Canalblog
Editer l'article Suivre ce blog Administration + Créer mon blog
Publicité
Des mots plein la tête
19 juillet 2022

Les petits chevaux

cheval

A peine installée, elle commença à râler et il commença à regretter de lui avoir demander de l’accompagner. L’idée de cette promenade à Chantilly avec visite du château et et course hippique lui avait semblé pourtant bonne, mais c’était sans compter ses talons aiguilles et son caractère.

« Pourquoi ils commencent pas la course ?

  • Ils vont le faire. Ils se préparent.
  • Et comment on sait lesquels c’est les nôtres ?
  • Le tien a une casaque noire à pois blanc et le mien une casaque rouge.
  • Une quoi ?
  • Un blouson.
  • Et le cheval noir, il a quoi sur la tête ?
  • Ben, c’est son masque de super-héros. Pour courir sans être identifié, soupira Auguste. Et tais-toi ça va commencer. Tu vois, ils font entrer les chevaux dans les paddock…».

Il s’arrêta en constatant que loin de l’écouter, elle s’était mise fouiller son sac - un faux Vuitton avec lequel elle croyait passer pour une femme chic mais qui lui donnait juste l’air cloche. Au moins, les questions avaient cessé.

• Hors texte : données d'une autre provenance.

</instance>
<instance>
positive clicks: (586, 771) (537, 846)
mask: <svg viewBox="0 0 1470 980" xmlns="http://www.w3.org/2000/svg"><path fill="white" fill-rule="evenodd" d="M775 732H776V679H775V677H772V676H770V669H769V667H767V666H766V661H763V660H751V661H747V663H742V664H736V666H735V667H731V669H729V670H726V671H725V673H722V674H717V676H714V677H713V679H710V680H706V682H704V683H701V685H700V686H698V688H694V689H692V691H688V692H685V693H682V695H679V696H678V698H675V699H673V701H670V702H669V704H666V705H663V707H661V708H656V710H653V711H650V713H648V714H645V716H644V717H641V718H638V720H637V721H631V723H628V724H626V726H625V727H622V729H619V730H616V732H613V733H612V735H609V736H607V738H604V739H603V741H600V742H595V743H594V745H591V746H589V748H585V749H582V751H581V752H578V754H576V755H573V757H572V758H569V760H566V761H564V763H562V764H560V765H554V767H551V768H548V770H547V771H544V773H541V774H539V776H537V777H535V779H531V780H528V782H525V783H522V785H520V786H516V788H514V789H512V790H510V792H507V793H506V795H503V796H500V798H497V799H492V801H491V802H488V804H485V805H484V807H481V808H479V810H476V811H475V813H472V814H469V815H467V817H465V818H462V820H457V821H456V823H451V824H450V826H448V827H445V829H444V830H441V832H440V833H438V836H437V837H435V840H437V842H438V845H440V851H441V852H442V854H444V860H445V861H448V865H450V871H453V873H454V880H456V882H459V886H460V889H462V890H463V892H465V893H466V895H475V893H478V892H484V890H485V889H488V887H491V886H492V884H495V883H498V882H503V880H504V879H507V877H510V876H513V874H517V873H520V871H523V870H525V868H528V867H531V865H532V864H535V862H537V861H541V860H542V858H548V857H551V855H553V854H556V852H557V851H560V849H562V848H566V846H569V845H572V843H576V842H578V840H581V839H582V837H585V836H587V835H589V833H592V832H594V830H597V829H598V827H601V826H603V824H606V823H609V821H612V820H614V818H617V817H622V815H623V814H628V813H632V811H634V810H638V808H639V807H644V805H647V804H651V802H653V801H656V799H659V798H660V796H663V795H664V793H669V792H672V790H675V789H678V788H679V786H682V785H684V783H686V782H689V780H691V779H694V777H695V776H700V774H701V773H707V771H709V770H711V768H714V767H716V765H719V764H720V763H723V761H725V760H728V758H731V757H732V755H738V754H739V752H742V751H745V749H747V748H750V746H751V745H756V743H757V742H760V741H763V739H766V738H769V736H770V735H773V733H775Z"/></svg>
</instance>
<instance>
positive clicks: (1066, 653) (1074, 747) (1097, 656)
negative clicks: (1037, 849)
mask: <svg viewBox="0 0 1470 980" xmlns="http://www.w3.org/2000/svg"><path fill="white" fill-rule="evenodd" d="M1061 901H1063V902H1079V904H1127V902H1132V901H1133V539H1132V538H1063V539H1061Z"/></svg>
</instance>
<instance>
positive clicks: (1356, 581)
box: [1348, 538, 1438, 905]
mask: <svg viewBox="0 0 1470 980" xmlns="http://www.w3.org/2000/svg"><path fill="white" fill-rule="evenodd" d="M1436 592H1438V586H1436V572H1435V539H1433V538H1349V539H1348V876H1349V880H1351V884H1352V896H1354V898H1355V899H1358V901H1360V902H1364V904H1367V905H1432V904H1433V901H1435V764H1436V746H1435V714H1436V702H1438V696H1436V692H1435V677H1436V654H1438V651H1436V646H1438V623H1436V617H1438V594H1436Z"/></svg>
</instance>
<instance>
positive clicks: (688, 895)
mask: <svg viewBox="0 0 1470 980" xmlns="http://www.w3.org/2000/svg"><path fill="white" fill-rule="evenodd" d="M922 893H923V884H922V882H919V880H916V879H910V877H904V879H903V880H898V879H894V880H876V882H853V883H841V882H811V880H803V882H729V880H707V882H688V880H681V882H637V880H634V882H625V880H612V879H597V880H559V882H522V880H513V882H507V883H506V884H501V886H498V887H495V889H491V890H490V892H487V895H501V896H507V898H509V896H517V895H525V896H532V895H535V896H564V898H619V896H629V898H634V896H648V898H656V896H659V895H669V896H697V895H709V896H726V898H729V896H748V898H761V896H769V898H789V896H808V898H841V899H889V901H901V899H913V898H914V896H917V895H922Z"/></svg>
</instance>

Les chevaux s’élancèrent et il oublia Annabelle pour un instant. Le cheval qu’il avait choisi s’élança comme un bolide, très vite, trop vite pour tenir la distance et il finit par se faire distancer, terminant troisième malgré son nom évocateur : Prince des Tempêtes. Celui d’Annabelle, une pouliche, n’avait pas fait mieux. Il voulu le lui expliquer mais s’abstint en constatant qu’elle était occupée à se maquiller.

La course avait commencé et s'était terminée dans les cris  des spectateurs - de joie ou de désespoir selon le résultat - sans qu'elle en aie rien vu.

« C’est fini ».

Elle remit derechef à farfouiller dans son sac après avoir rangé son rouge à lèvres  à la recherche de son ticket - inutile puisque le cheval sur lequel elle avait parié était arrivé le dernier. Auguste soupira :

« C'est bien la peine que je t'emmène au champ de courses si tu ne regardes même pas. Et ta pouliche a fini en dernier au passage.»

Elle se leva, furieuse comme une ado qu’on réprimande malgré son âge, et décida qu'il était temps d'aller faire un tour en mangeant une pomme qu’elle avait sortie de son sac en cherchant son ticket. Ou, pourquoi pas, la donner à un des chevaux, ce qui lui fournirait une occasion de discuter avec un jockey et plus si affité, en tout cas d’aller se promener seule sans ce boulet qui ne faisait que râler.

Auguste ne la retint pas et la regarda s’éloigner en chaloupant. La journée n’avait décidément rien de bien transcendant ni d'exaltant. Sa douce naïade était partie manger sa pomme et peut-être se faire trousser par un jockey mais l’idée de la paire de cornes qu’elle lui ferait ne l’ébranlait pas plus que ça. Quant à lui, ses espoirs piétinés par les sabots des chevaux et les talons aiguilles de sa belle, il n'avait plus rien à faire là. Il décida donc de rentrer - dans le pire des cas elle pourrait prendre le RER si elle ne trouvait personne pour la raccompagner.

Il se leva et décida d'aller faire un tour pour oublier son chagrin. Son rêve d'un gain s'était envolé. Il pouvait toujours tenté sa chance en pariant sur la dernière course, mais il avait perdu d'un coup tout son enthousiasme.

Les mains dans les poches, il erra et finit par se retrouver à l'entrée. Il aperçut alors un oiseau sur le toit d'une voiture. La grue, car c'était une grue, mangeait un bout de gâteau en faisant un bruit qui rappelait le clapotis de l'eau pendant l'averse. Ce bruit étrange l’étonna. Et que faisait cette grue ?

Il vit alors un homme courir vers la voiture et chasser l'oiseau à grands cris. Elle n'avait pourtant rien fait.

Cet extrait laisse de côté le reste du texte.